There was an immediate public outcry with calls for an independent inquiry. On May 23 the recently appointed Attorney-General John Griffiths announced there was no need to reopen the inquest as the overwhelming body of evidence pointed to suicide. Griffiths himself had held two concerns prior to taking over the post of Attorney General less than a year earlier: homosexuality and the molestation of underage youths. He was determined to address both, but in his zeal tended to forget that there was a very marked difference between the two ‘crimes’. With new details of the MacLennan affair daily appearing in the media, he was well aware his own credibility was on the line.

On June 1 Inquest Jury Foreman Tony Pannell stated he was not satisfied with the Attorney General’s statement and itemized many points where the jury had disagreed with the evidence.

The RHKP attempted to reinforce their failed case. On June 4 they coerced four male prostitutes to claim that MacLennan had been one of their customers. Indeed so regular was he that – quite ridiculously given the ease with which payments could have been tracked, but no evidence found – they suggested he had been permitted to pay by cheque rather than cash!

On June 18 Elsie Elliott delivered a public bombshell. She revealed that as early as November 1979 the Attorney General had been made personally aware by his Crown Counsel, Howard Lindsay, of the plot against MacLennan - two months before his death. Her statement referred to the comments made to her by Inspector Michael Fulton (see above). On July 2 Fulton himself went public and confirmed he had been asked by members of the SIU to set up MacLennan. 

As public anger continued to mount, the Attorney General and Police Commissioner remained silent. On July 3, the Foreman of the Inquest Jury, Pannell, publicly called for the resignation of the Attorney General. Elsie Elliott repeated her call for a formal Inquiry into MacLennan’s death. The government again stated there would be no fresh Inquiry.

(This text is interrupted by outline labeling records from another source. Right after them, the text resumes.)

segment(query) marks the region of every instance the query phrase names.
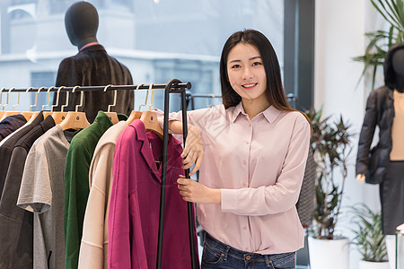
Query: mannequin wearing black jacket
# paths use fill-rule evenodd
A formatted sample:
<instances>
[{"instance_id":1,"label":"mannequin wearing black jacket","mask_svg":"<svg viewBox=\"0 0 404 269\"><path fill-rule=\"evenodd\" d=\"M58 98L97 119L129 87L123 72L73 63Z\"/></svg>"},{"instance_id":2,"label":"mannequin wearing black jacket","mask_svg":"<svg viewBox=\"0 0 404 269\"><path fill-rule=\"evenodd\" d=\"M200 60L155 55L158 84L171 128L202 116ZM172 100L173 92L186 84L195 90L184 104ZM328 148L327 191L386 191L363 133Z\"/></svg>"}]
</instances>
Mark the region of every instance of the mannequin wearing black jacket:
<instances>
[{"instance_id":1,"label":"mannequin wearing black jacket","mask_svg":"<svg viewBox=\"0 0 404 269\"><path fill-rule=\"evenodd\" d=\"M400 117L399 111L395 111L394 96L404 94L404 43L391 46L386 54L383 67L385 85L373 91L366 103L356 158L356 180L362 183L369 177L382 182L379 191L382 229L386 235L390 265L395 268L394 234L396 227L404 223L404 159L397 159L391 153L394 142L393 121L395 117ZM394 91L397 91L396 93ZM380 128L379 143L378 150L373 153L375 165L370 169L369 151L376 126ZM396 130L401 132L401 128L397 126ZM394 134L394 137L399 137L396 139L404 137L404 133L399 135ZM401 155L404 154L399 154Z\"/></svg>"},{"instance_id":2,"label":"mannequin wearing black jacket","mask_svg":"<svg viewBox=\"0 0 404 269\"><path fill-rule=\"evenodd\" d=\"M95 7L88 2L76 2L66 11L65 26L71 43L77 47L79 53L65 58L59 65L57 86L100 86L131 85L129 70L114 57L110 56L105 48L97 41L98 13ZM62 94L64 93L64 94ZM56 104L56 97L54 104ZM107 111L108 105L114 100L114 92L86 91L83 95L83 108L87 118L92 122L98 110ZM58 107L66 103L66 93L61 92ZM65 111L75 110L80 104L80 92L69 94L69 104ZM118 91L116 106L112 111L129 115L134 107L133 91Z\"/></svg>"}]
</instances>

On July 7, Elsie Elliott compounded the government’s problems by announcing she was willing to help raise funds to sue both the Attorney General and the Police Commissioner. For as long as she lived, Ms. Elliot never fully accepted the suicide theory, insisting that McLennan’s death had been a case of murder, but adding that the pressure on him was so great that there was a slight possibility that he might have been “pushed to killing himself”.

Government establishes a Royal Commission of Inquiry

By this time public opinion, particularly in the large and influential Chinese media outlets, had become so great that the government had to reverse course. It agreed to establish a Royal Commission of Inquiry headed by a respected Supreme Court Justice (and later Chief Justice), T. L Yang. Evidence was heard from 110 witnesses including senior government and RHKP personnel and male prostitutes. This Inquiry was the most expensive in Hong Kong’s history. It came to the conclusion that MacLennan had indeed committed suicide. Yet again this verdict was ridiculed in public. It was eventually to become clear that some evidence had been deliberately withheld from the Inquiry and its work greatly hampered by severe restrictions to its terms of reference. 

One piece of information never reported to the Commission was the fact that MacLennan had a mistress. The lady was never publicly identified. Nor was it ever reported that on the night of his death she had lent him her Volkswagen which he had parked in the car park below his apartment block. Following his death the car was towed away by the police. Within hours, this lady was visited by two members of the police force and sternly warned not to talk to anyone in the media. Her story only came to light because she knew the broadcaster Aileen Bridgewater.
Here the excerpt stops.